Book Review

Alexander Trocchi: An intriguing writer

Sean Sheehan reviews a number of Trocchi’s key works

Glasgow-born Alexander Trocchi was a fiery figure in the British literary world – an editor in Paris, an avant-garde novelist with an internationalist mindset – before he parked himself in a desolate London siding labelled ‘obscure heroin-addicted ex-writer’. With new editions of his writing now published, the time is ripe to look again at this iconoclastic Scotsman who died in 1984.

Cain’s Book (1963) brings to mind William Burrough’s Naked Lunch, sharing an unashamed depiction of their similar subject matter. The narrator, cooking up some heroin, thinks to himself: ‘a small fix, I feel, would recreate the strewn ramparts of Jericho’. Walls in the mind, stabilizing boundaries between the self and the world, have been blown down, not by trumpets of rams’ horns but by an unendurable ennui and unfulfilled need that becomes overwhelming. When the effect of a fix wears off, what is said of a fellow addict becomes a self-description: ‘all grace dies within him. He becomes a dead thing. For him, ordinary consciousness is like a slow desert at the centre of his being’. Heroin is ‘a murmured orgasm in the bloodstream’ but the habit, he notes, is a religion where the believer is the only member of the church.

In The Holy Man and Other Stories, the characters in the four stories are not addicts but they are marginalized people with lives private to themselves, beyond the ken of others and probably outside their own understanding as well.
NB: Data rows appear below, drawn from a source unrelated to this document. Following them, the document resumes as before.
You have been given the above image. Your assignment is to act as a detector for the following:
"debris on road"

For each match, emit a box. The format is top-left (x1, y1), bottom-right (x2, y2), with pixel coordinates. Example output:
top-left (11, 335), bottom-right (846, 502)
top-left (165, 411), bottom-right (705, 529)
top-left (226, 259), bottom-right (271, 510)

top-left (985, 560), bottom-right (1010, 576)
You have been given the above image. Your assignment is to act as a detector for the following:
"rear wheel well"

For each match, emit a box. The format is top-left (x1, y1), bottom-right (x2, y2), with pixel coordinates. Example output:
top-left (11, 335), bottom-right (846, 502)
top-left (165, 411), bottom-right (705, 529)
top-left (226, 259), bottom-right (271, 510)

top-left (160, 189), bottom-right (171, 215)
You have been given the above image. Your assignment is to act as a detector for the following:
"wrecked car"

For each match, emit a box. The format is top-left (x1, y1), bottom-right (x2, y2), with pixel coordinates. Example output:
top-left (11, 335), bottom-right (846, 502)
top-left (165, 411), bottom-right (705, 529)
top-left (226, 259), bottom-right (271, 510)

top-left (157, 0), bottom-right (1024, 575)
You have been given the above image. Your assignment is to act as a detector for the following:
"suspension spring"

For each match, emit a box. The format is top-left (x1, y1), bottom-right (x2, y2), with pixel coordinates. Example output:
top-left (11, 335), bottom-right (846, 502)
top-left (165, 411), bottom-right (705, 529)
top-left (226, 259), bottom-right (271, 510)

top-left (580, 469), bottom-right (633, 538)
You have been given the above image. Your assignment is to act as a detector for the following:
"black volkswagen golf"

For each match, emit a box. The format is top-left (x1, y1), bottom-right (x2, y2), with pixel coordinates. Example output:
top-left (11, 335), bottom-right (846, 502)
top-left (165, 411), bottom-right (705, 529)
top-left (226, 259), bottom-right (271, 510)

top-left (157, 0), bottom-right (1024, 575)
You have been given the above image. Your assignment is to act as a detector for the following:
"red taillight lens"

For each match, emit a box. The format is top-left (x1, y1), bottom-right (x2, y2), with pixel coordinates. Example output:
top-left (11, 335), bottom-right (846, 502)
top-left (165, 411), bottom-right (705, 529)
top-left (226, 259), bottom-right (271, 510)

In one of them, ‘Peter Pierce’, a man needs a temporary hideaway from the police and takes lodging in a house where he befriends a tramp-like rag picker called Peter. Like a character from Beckett, Peter obsesses over the trivial, in this case pen nibs (these stories were written in the 1950s) and his strange existence is the story’s point of interest.
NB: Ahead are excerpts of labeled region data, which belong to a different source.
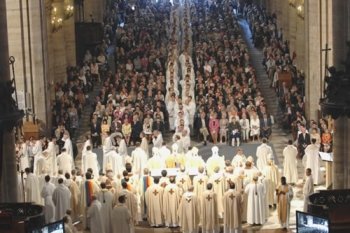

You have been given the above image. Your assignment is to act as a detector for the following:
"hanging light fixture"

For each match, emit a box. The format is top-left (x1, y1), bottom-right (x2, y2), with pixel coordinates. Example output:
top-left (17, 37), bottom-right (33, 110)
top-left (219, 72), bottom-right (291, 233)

top-left (64, 0), bottom-right (74, 20)
top-left (51, 7), bottom-right (63, 32)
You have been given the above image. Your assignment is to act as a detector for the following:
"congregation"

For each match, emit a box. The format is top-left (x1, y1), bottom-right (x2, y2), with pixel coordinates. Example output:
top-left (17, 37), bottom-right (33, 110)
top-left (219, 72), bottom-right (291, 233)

top-left (16, 0), bottom-right (332, 233)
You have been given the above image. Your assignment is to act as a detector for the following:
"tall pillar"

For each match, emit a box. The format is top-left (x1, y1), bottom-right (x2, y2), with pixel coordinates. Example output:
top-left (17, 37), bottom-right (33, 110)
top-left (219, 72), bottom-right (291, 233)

top-left (305, 0), bottom-right (322, 120)
top-left (0, 0), bottom-right (21, 202)
top-left (333, 116), bottom-right (350, 189)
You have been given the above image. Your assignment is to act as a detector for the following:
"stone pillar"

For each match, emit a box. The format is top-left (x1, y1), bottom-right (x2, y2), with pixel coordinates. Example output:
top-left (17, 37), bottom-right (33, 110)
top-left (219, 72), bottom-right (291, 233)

top-left (0, 0), bottom-right (18, 202)
top-left (305, 0), bottom-right (322, 120)
top-left (333, 116), bottom-right (350, 189)
top-left (63, 16), bottom-right (76, 66)
top-left (332, 0), bottom-right (350, 67)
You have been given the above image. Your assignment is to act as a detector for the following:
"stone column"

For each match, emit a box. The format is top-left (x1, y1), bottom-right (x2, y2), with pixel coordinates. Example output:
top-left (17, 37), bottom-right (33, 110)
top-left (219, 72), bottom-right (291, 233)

top-left (0, 0), bottom-right (18, 202)
top-left (333, 116), bottom-right (350, 189)
top-left (304, 0), bottom-right (322, 120)
top-left (332, 0), bottom-right (350, 67)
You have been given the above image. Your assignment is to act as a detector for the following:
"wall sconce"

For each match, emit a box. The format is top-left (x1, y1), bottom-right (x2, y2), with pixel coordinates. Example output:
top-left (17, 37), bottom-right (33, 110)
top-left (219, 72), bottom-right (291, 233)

top-left (297, 5), bottom-right (304, 19)
top-left (51, 7), bottom-right (63, 32)
top-left (64, 0), bottom-right (74, 20)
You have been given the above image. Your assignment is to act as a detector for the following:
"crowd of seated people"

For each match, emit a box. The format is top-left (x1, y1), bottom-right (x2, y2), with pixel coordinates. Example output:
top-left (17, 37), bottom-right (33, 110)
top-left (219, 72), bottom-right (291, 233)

top-left (91, 0), bottom-right (171, 147)
top-left (192, 1), bottom-right (273, 146)
top-left (244, 4), bottom-right (333, 156)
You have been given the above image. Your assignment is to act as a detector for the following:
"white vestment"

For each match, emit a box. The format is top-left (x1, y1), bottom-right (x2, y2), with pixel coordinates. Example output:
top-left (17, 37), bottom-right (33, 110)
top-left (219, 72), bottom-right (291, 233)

top-left (52, 183), bottom-right (71, 221)
top-left (283, 145), bottom-right (298, 184)
top-left (111, 203), bottom-right (132, 233)
top-left (41, 182), bottom-right (56, 224)
top-left (57, 152), bottom-right (74, 174)
top-left (24, 173), bottom-right (43, 205)
top-left (87, 200), bottom-right (105, 233)
top-left (304, 144), bottom-right (321, 184)
top-left (63, 138), bottom-right (74, 167)
top-left (303, 176), bottom-right (314, 212)
top-left (97, 189), bottom-right (115, 232)
top-left (245, 182), bottom-right (266, 224)
top-left (179, 192), bottom-right (200, 233)
top-left (81, 150), bottom-right (100, 177)
top-left (256, 143), bottom-right (273, 171)
top-left (131, 147), bottom-right (147, 177)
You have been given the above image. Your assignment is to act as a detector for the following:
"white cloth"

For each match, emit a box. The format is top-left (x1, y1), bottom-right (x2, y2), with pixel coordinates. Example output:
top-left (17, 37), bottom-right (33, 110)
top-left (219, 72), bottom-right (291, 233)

top-left (245, 182), bottom-right (266, 224)
top-left (111, 204), bottom-right (132, 233)
top-left (63, 138), bottom-right (74, 169)
top-left (57, 152), bottom-right (74, 174)
top-left (97, 189), bottom-right (115, 232)
top-left (303, 175), bottom-right (314, 212)
top-left (131, 147), bottom-right (147, 177)
top-left (87, 200), bottom-right (105, 233)
top-left (304, 144), bottom-right (321, 184)
top-left (52, 183), bottom-right (71, 221)
top-left (41, 182), bottom-right (56, 224)
top-left (81, 150), bottom-right (100, 177)
top-left (24, 173), bottom-right (43, 205)
top-left (256, 143), bottom-right (273, 171)
top-left (283, 145), bottom-right (298, 184)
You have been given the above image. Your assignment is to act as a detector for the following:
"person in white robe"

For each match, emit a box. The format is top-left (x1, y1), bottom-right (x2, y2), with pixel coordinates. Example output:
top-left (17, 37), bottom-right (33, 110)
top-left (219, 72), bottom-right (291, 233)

top-left (145, 177), bottom-right (164, 227)
top-left (222, 182), bottom-right (243, 233)
top-left (111, 195), bottom-right (133, 233)
top-left (208, 167), bottom-right (225, 218)
top-left (18, 141), bottom-right (30, 172)
top-left (201, 183), bottom-right (220, 233)
top-left (24, 168), bottom-right (43, 205)
top-left (262, 159), bottom-right (280, 206)
top-left (81, 146), bottom-right (100, 177)
top-left (41, 175), bottom-right (56, 224)
top-left (57, 148), bottom-right (74, 174)
top-left (159, 142), bottom-right (171, 160)
top-left (81, 135), bottom-right (92, 154)
top-left (87, 195), bottom-right (106, 233)
top-left (206, 146), bottom-right (225, 176)
top-left (62, 131), bottom-right (74, 169)
top-left (147, 147), bottom-right (165, 171)
top-left (52, 178), bottom-right (71, 221)
top-left (44, 137), bottom-right (58, 176)
top-left (244, 176), bottom-right (266, 225)
top-left (303, 168), bottom-right (314, 212)
top-left (283, 140), bottom-right (298, 184)
top-left (97, 183), bottom-right (115, 232)
top-left (276, 176), bottom-right (293, 230)
top-left (304, 138), bottom-right (321, 185)
top-left (152, 130), bottom-right (163, 149)
top-left (163, 177), bottom-right (182, 227)
top-left (131, 142), bottom-right (147, 178)
top-left (178, 186), bottom-right (201, 233)
top-left (256, 138), bottom-right (273, 171)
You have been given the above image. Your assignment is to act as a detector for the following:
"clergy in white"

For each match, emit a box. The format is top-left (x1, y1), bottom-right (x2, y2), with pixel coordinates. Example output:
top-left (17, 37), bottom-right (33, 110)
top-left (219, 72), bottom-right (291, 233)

top-left (256, 138), bottom-right (273, 171)
top-left (41, 175), bottom-right (56, 224)
top-left (87, 195), bottom-right (106, 233)
top-left (304, 138), bottom-right (321, 185)
top-left (97, 183), bottom-right (115, 232)
top-left (52, 178), bottom-right (71, 221)
top-left (81, 146), bottom-right (100, 177)
top-left (244, 176), bottom-right (266, 225)
top-left (283, 140), bottom-right (298, 184)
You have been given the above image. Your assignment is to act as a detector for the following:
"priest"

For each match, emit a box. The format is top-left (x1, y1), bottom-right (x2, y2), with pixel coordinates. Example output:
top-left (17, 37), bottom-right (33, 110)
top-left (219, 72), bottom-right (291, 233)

top-left (223, 182), bottom-right (243, 233)
top-left (52, 178), bottom-right (71, 221)
top-left (178, 186), bottom-right (200, 233)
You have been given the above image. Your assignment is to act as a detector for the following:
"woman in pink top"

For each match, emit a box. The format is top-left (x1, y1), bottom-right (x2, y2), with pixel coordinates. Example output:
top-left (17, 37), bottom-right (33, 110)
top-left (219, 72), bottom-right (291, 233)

top-left (209, 112), bottom-right (220, 144)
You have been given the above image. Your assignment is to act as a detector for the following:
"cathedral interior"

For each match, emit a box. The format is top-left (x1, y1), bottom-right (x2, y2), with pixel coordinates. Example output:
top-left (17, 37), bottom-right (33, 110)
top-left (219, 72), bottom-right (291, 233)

top-left (0, 0), bottom-right (350, 233)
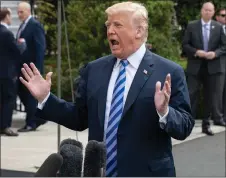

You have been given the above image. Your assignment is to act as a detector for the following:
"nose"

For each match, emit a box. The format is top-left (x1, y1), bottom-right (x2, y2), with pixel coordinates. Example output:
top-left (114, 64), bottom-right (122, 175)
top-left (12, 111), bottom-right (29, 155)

top-left (107, 25), bottom-right (115, 35)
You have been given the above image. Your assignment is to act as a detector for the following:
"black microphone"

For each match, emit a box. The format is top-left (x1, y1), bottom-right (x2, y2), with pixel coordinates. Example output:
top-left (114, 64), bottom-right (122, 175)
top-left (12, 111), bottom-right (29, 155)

top-left (83, 140), bottom-right (106, 177)
top-left (60, 138), bottom-right (83, 150)
top-left (34, 153), bottom-right (63, 177)
top-left (58, 144), bottom-right (83, 177)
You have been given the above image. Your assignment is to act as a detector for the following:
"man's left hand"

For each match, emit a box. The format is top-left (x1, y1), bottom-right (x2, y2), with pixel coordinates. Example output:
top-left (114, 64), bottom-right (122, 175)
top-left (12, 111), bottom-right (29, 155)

top-left (206, 51), bottom-right (216, 60)
top-left (155, 74), bottom-right (171, 116)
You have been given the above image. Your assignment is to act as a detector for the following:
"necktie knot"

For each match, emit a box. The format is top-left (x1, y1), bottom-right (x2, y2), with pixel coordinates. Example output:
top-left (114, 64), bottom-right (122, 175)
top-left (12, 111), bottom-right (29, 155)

top-left (120, 59), bottom-right (129, 67)
top-left (203, 23), bottom-right (208, 30)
Even stranger is the lodger in the collection’s titular story, a recluse who mystifies the other inhabitants in a shabby Paris dwelling house above a disused bar. Never leaving his darkened room on the top floor, fed and minimally cared for by two women who live below him, he acquires an aura more usually associated with anchorites. His fellow lodgers wait, as if for a theophany.

The central character in another one of the stories, ‘The Meeting’, does at least have dreams of a more fulfilling life than the one offered by his current predicament. Working in an office in post-WW2 Britain – ‘I thought it would be different after the war. But it’s not, it’s the same. Worse, if anything.’ – something beckons as a possibility of escape from his demeaning existence when he goes for an after work drink with female colleague, Miss Lanelly.

Young Adam was Trocchi’s first novel, first published in 1954, two years after he moved to Paris, and tells the story of Joe, a disengaged young itinerant, who is working on a barge connecting Edinburgh and Glasgow. He helps Les, whose wife Ella owns the barge, and one day the two men find the corpse of an undressed woman drifting in the water. The tone of the novel’s prose – explicit and disquieting – is apparent in the opening paragraph: ‘These are times when what is to be said looks out of the past at you – looks out like someone at a window and you in the street as you walk along. Past hours, past acts, take on an uncanny isolation; between them and you who look back on them now there is no continuity’.

The discovery of the dead woman is followed by Joe’s awakening of sexual interest in Ella and his furtive seduction is initiated under the table in the cramped barge as the husband reads a paper in front of them over breakfast. A conjunction of sex and death threads its way through the novel, mostly through the optic of Joe’s free-ranging libido and his disturbing dispassionateness.

It is the way Joe, as much an outsider as the characters in his other novel and short stories, recounts his experience that makes Young Adam an intriguing read. This is lost in the 2003 film version, with Ewan McGregor playing Joe, though Tilda Swinton as Ella adds a woman’s perspective that is not always obvious in Trocchi’s writing.

Alexander Trocchi’s work stands on its own ground. The new publication of his two novels and four short stories is to be welcomed, offering a fresh opportunity for readers to discover the writing of one of Scotland’s best writers of the twentieth century. Cain’s Book has an interesting forward by Tom McCarthy and Man at Leisure, a collection of his lesser-known writing, includes an introduction by William Burroughs. All books mentioned are published by Alma Books (https://almabooks.com/alma-author/alexander-trocchi/).

Sean Sheehan is author of ‘Žiżek: A Guide for the Perplexed’ (Continuum, 2012) and’ A Guide to Herodotus’ Histories’ (Bloomsbury, 2018).